Well, it's extremely clear what kind of movie we're in for, practically from the word go – an action comedy buddy movie, with the two leads trading heavily on their established screen personae. Ryan Reynolds delivers the usual slightly-narcissistic snarkiness, while Samuel L Jackson basically just does his Samuel L Jackson act – being effortlessly cool and funny, while shouting a lot about, um, melon farmers. Reliable comedic material there, I think you'll agree, and you can probably imagine the substance of most of the movie. Scathing put-downs! Crackling by-play between the two stars! Hilarious comic chemistry! Truck bombs going off in major European cities! Women and children being cold-bloodedly executed!
...er, what? Well, yes – I think this is where a lot of people are going to find themselves having issues with The Hitman's Bodyguard, because doing a knockabout action comedy where faceless goons are scythed down like wheat is one thing, but including major terrorist acts and the murder of young children is crossing a line, if you ask me. You simply can't put that stuff in a comedy film without it seemingly incredibly tasteless. It doesn't give your movie any more dramatic heft, it just makes all the jokes and so on feel immensely inappropriate. This is non-negotiable. (It doesn't surprise me to learn that this started life as a straight drama which was rewritten as a comedy in very short order. At least one more rewrite was definitely required.)
And while we're on the subject, it strikes me as rather off that the film implies that, as recently as 2012, Belarus was a dictatorship where ethnic cleansing was going on. Now, I know that by western standards, Belarus is not a shining example of a free democratic state, but I don't see how presenting it in this way helps matters much. It treats Belarus like a made-up cartoon nation (Oldman is certainly playing a cartoon bad guy), rather than a real place where people live today. I had the pleasure of getting to know someone from Belarus quite recently, and I would be frankly embarrassed to watch this movie with them.
Ooh, listen to me, I'm on my moral high horse a lot today, aren't I? I should say that if you can discount the disturbingly tasteless violence and highly dubious geopolitics, The Hitman's Bodyguard does what you would hope for, in that the action sequences are slick and competent, and the comedy stuff also gets a very satisfactory number of laughs – the flashback to Jackson and Hayek's first meeting is probably the high point, and it's a shame that Hayek basically disappears for the final third of the movie. As I say, this was only really a couple more drafts away from being a highly entertaining, essentially inoffensive buddy comedy.

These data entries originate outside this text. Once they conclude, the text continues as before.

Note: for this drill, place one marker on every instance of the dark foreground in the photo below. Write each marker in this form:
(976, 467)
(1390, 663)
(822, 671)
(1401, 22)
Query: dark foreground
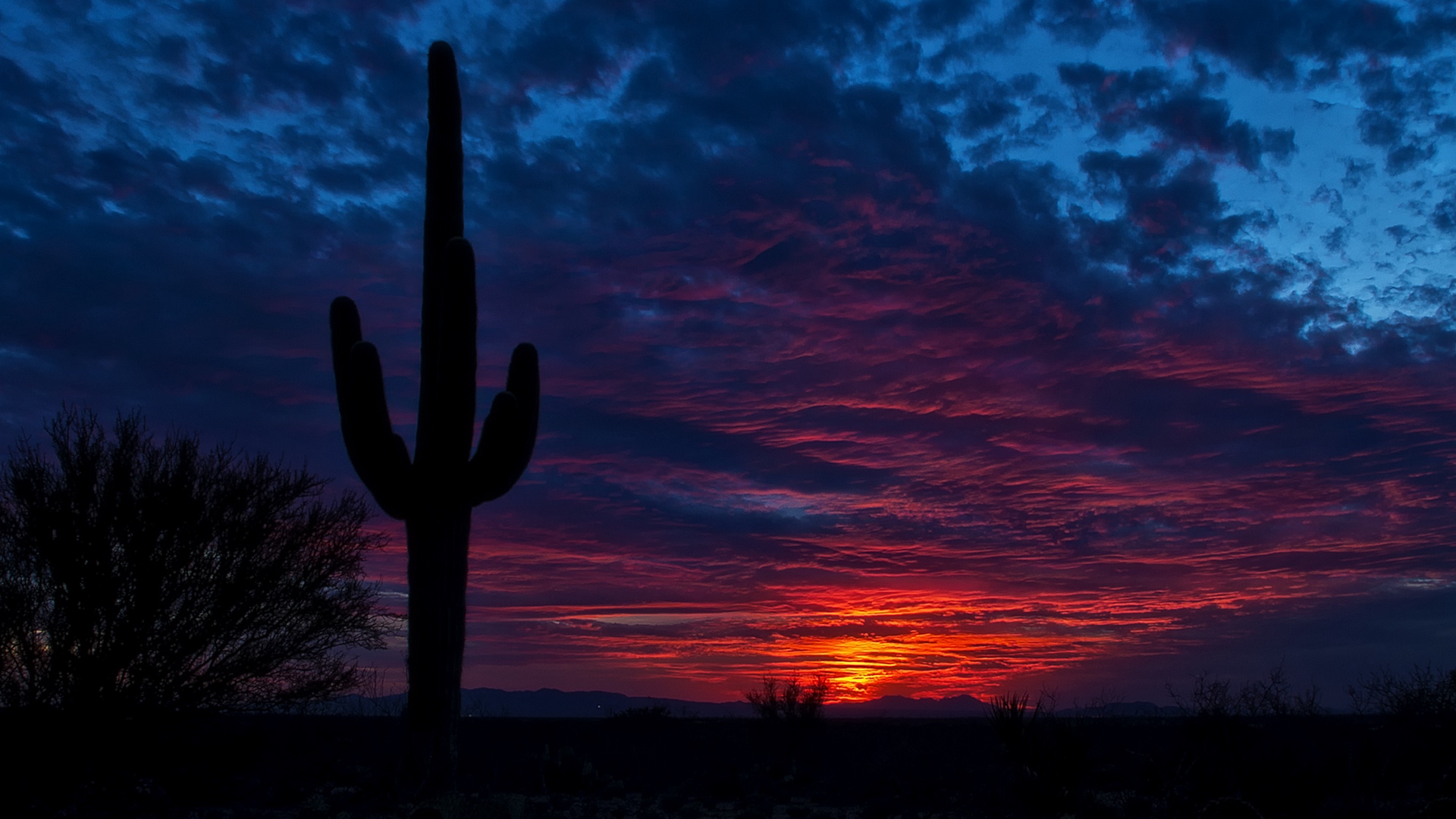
(655, 767)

But as things stand, I don't know. I mean, I enjoyed most of it, and don't really regret watching it, but it did leave kind of a bad taste in my mouth, not least because at various points it makes a big deal out of issues of morality and guilt, stressing that the moral choices people make are important. Fine in theory, guys, but you made the moral choice of including bombs going off in crowded cities and children being shot dead in your freewheeling comedy film, so what are we supposed to conclude? I'm not sure The Hitman’s Bodyguard even counts as a guilty pleasure, but I'm very glad I wasn't watching it in the company of some very young children.